Multimodality—as a term and concept—has the ability to create more capacious composition programs by not prescribing the materials and media with/in which students work, thereby expanding their rhetorical potentials. Within this framework, alphabetic writing is but one in a capacious repertoire of skills necessary for communicating, which destabilizes the privileged position of print literacy, both in and out of the academy. Rather than theorizing the process(es) of writing only, a composition curriculum that attends to multimodality, as Bill Cope and Mary Kalantzis (2000) argue, focuses on modes of representation much broader than language alone
(p. 5). These authors claim that the changing world and the new demands being placed upon people as meaning makers in changing workplaces, as citizens in changing public spaces
(p. 4) outside of the academy demand transformed curricula within. In these revised programs and curricula, students learn about the role of design in literacy and meaning-making, utilize their personal, individual literacy practices through situated practice, and eventually exhibit transformed practice, which involves students’ transfer, reformulation, and redesign of existing texts and meaning-making practice from one context to another
(Angay-Crowder et al., 2013, p. 38). Students write in these programs, but they do not just write; they compose with/in a variety of materials and for multiple audiences, which prepares them to do so in the future.
We have, to be sure, responded generously to calls to expand the curricular content of composition. Teacher-scholars in writing studies/rhetoric and composition have made space for video (see, for example, Sheppard, 2009; VanKooten, 2016; VanKooten & Berkley, 2016), audio (Ceraso, 2014; Ceraso, 2018; McKee, 2006), and design as a multimodal-rhetorical process (George, 2002; Hocks, 2003; Stroupe, 2000; Wysocki, 2005; Leverenz, 2014; Purdy, 2014). Further, we have a plethora of models of what these expanded, transformed curricula might look like, especially within individual classrooms (see Alvarez, 2016; Graban et al., 2013; Cope & Kalantzis, 2000; Cope & Kalantzis, 2009; Kynard, 2007; Martin et al., 2019; Rios, 2015; Shipka, 2013; Shipka, 2011).
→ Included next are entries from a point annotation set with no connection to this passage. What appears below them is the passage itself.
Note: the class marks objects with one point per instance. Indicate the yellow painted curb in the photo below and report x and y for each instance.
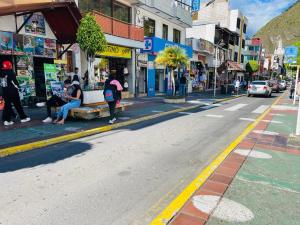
(170, 211)
(69, 137)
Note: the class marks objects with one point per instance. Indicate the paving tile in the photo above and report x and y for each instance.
(226, 171)
(190, 209)
(206, 192)
(231, 165)
(214, 187)
(183, 219)
(221, 178)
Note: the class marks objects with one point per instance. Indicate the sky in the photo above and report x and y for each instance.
(259, 12)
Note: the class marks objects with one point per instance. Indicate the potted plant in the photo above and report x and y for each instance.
(174, 58)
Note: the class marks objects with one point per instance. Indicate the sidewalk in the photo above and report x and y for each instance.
(258, 183)
(140, 107)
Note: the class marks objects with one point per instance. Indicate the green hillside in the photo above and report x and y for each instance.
(285, 27)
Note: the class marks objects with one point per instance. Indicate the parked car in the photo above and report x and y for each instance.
(283, 85)
(275, 85)
(260, 87)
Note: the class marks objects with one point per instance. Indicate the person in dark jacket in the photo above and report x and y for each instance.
(11, 96)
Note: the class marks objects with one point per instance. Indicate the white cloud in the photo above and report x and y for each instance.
(259, 12)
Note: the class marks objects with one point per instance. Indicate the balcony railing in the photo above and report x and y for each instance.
(119, 28)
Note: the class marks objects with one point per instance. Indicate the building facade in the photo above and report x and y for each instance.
(164, 24)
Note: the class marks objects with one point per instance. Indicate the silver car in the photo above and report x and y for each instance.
(260, 87)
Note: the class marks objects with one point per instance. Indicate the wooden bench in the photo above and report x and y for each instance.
(89, 112)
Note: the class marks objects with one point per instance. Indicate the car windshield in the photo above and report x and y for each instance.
(259, 83)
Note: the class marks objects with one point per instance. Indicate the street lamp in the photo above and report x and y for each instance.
(221, 44)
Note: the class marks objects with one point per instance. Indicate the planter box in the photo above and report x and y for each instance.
(175, 100)
(92, 97)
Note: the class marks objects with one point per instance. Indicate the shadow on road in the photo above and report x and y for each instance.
(38, 157)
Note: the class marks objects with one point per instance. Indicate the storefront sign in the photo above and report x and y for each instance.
(35, 25)
(154, 45)
(116, 51)
(6, 42)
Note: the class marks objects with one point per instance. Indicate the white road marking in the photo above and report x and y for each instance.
(284, 107)
(276, 114)
(261, 109)
(214, 116)
(272, 121)
(253, 154)
(265, 132)
(222, 208)
(236, 107)
(247, 119)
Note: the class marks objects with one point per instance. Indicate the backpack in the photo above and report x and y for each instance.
(109, 93)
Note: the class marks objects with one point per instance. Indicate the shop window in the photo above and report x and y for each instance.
(149, 28)
(238, 23)
(235, 56)
(165, 31)
(176, 36)
(121, 12)
(88, 5)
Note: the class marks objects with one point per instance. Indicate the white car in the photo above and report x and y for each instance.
(260, 87)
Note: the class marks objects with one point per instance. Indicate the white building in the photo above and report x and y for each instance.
(164, 24)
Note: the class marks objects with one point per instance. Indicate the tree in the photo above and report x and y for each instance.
(91, 39)
(252, 67)
(173, 57)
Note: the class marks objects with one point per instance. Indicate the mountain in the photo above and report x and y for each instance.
(285, 27)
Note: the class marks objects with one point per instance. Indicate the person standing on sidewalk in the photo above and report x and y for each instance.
(11, 96)
(111, 96)
(75, 100)
(57, 101)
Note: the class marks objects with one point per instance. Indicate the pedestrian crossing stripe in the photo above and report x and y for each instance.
(236, 107)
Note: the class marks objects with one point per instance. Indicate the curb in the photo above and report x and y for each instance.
(69, 137)
(177, 204)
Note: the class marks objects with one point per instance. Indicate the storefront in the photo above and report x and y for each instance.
(156, 74)
(34, 39)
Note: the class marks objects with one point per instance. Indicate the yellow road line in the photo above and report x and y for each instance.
(170, 211)
(69, 137)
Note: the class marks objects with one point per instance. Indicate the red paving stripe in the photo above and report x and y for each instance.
(183, 219)
(214, 187)
(190, 209)
(221, 178)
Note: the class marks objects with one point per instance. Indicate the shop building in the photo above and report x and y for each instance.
(117, 21)
(32, 37)
(164, 24)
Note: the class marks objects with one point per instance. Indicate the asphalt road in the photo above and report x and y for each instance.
(122, 177)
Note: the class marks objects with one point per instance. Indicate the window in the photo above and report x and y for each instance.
(238, 25)
(149, 28)
(235, 56)
(245, 28)
(176, 36)
(237, 41)
(165, 31)
(87, 5)
(121, 12)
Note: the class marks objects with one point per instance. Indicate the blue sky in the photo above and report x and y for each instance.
(259, 12)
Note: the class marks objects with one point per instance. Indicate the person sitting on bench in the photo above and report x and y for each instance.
(56, 101)
(75, 100)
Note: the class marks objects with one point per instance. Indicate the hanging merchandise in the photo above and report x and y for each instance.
(50, 75)
(6, 43)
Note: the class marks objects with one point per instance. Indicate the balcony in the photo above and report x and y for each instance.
(119, 28)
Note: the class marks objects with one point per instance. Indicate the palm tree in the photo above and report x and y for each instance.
(173, 57)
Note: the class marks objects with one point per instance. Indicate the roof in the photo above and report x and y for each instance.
(54, 11)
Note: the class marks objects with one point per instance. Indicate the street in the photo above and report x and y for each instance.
(123, 177)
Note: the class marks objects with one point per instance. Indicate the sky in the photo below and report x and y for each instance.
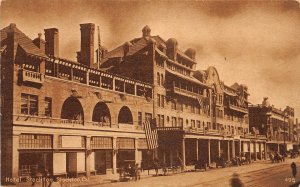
(260, 40)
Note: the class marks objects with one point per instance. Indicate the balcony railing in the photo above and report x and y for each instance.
(42, 120)
(185, 92)
(71, 121)
(31, 76)
(238, 108)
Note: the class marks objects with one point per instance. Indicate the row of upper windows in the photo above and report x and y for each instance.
(160, 79)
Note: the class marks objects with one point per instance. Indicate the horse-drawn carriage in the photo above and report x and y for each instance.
(222, 162)
(127, 172)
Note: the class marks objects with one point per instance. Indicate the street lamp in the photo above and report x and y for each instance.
(284, 129)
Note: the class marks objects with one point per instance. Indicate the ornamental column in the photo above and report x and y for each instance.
(114, 155)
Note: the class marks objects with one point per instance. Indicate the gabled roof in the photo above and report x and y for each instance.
(235, 86)
(24, 41)
(136, 45)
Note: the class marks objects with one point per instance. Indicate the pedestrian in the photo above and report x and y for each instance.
(156, 165)
(235, 181)
(137, 172)
(294, 169)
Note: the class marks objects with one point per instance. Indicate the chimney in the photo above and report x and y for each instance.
(39, 42)
(12, 37)
(87, 44)
(52, 42)
(172, 48)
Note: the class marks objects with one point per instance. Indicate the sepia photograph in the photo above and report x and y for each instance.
(150, 93)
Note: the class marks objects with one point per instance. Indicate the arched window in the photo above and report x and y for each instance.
(101, 114)
(158, 79)
(125, 116)
(72, 109)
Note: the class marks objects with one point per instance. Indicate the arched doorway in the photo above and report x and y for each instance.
(72, 109)
(101, 114)
(125, 116)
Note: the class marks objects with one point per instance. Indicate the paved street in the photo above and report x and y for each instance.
(256, 175)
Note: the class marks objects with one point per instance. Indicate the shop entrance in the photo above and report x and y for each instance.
(103, 161)
(75, 163)
(38, 161)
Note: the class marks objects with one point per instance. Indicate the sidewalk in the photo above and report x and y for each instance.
(100, 180)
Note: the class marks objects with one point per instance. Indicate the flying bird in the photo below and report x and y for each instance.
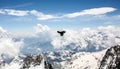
(61, 32)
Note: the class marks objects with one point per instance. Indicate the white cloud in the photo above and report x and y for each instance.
(13, 12)
(1, 11)
(41, 16)
(16, 12)
(41, 28)
(93, 11)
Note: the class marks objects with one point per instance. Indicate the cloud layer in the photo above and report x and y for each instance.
(42, 16)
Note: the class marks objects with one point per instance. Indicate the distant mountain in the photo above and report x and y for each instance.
(111, 59)
(28, 62)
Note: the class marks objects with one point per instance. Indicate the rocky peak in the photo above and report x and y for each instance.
(111, 59)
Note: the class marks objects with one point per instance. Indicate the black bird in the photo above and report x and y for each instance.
(61, 32)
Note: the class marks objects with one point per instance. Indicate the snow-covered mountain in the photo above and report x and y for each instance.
(28, 62)
(111, 59)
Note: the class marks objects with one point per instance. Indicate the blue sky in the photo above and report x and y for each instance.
(23, 15)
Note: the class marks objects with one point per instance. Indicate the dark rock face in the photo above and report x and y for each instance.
(111, 59)
(35, 60)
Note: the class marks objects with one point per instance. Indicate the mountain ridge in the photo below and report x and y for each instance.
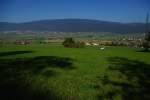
(74, 25)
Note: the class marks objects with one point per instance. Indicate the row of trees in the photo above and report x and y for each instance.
(70, 42)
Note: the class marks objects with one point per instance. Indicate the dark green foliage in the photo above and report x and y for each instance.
(147, 37)
(146, 45)
(69, 42)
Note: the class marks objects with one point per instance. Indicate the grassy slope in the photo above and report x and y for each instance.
(84, 80)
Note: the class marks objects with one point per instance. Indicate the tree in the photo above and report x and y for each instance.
(69, 42)
(146, 43)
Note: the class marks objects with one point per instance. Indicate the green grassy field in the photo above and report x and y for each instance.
(52, 72)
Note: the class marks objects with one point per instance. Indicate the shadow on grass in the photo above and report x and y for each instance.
(143, 50)
(11, 53)
(13, 73)
(129, 79)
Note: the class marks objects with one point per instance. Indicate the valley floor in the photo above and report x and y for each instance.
(52, 72)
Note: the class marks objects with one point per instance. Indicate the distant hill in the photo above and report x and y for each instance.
(74, 25)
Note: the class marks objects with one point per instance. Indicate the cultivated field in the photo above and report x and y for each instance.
(50, 71)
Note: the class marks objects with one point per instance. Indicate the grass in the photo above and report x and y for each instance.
(48, 71)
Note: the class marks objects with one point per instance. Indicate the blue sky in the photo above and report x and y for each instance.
(108, 10)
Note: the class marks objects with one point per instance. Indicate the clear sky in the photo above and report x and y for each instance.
(108, 10)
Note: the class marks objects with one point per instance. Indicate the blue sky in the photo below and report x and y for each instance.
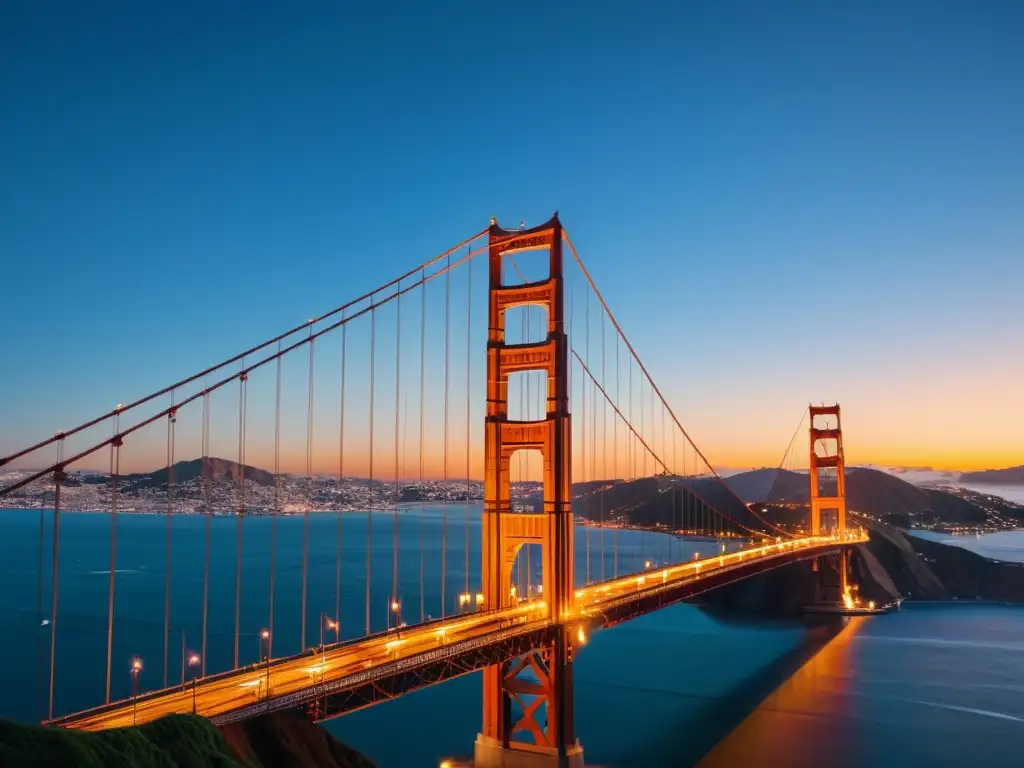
(781, 202)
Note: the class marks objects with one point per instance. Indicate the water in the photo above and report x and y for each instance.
(936, 685)
(81, 645)
(1007, 545)
(1010, 493)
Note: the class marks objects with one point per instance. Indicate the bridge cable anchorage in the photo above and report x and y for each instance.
(469, 366)
(448, 334)
(276, 506)
(207, 514)
(372, 493)
(171, 419)
(423, 361)
(654, 387)
(249, 352)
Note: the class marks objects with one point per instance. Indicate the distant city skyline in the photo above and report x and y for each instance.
(829, 211)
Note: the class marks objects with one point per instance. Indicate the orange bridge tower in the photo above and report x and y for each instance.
(826, 455)
(541, 681)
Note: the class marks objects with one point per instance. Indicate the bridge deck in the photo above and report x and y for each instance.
(358, 673)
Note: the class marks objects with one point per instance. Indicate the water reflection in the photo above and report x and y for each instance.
(794, 726)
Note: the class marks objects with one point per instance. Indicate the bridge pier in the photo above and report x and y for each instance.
(489, 753)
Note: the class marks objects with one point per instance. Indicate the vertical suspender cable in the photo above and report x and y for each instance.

In Made Not Only in Words,
Kathleen Blake Yancey (2004a) details that transformed composition classes would emphasize an approach to rhetoric and literacy that acknowledges that "we already inhabit a model of communication practices incorporating multiple genres related to each other, those multiple genres remediated across contexts of time and space, linked one to the next, circulating across and around rhetorical situations both inside and outside of school. This is composition—and this is the content of composition (p. 306, emphasis original). Indeed, the association of rhetoric with alphabetic writing only is a
by-product of print culture rather than the epistemological limits of rhetoric itself. We use rhetoric to help us think more clearly, write more elegantly, design more logically. . . . Rhetoric has always been important to the composition classroom, but we are only now beginning to understand how it might work as a device to help our students understand and create visually and verbally interwoven texts (Handa, 2004, p. 2). Similarly, Joyce Walker (2007) has suggested that, in attending to a capacious understanding of rhetoric and literacy, these transformed curricula would
attend to the materiality of texts . . . [offering] students the opportunity to make knowledgeable choices about software, hardware, structural organization, and to examine the rhetorical potentials of different visual, aural, and alphabetical compositions (
What does new media writing mean to you?" emphasis added). Thus, while the composition curriculum has traditionally encompassed rhetoric and literacy as they pertain to alphabetic writing, a multimodal composition curriculum expands the available means and materials of persuasion and communication, allowing students to cultivate a more nuanced understanding of their composing processes and choices. In doing so, the curriculum helps students become more effective composers both in and out of the academy.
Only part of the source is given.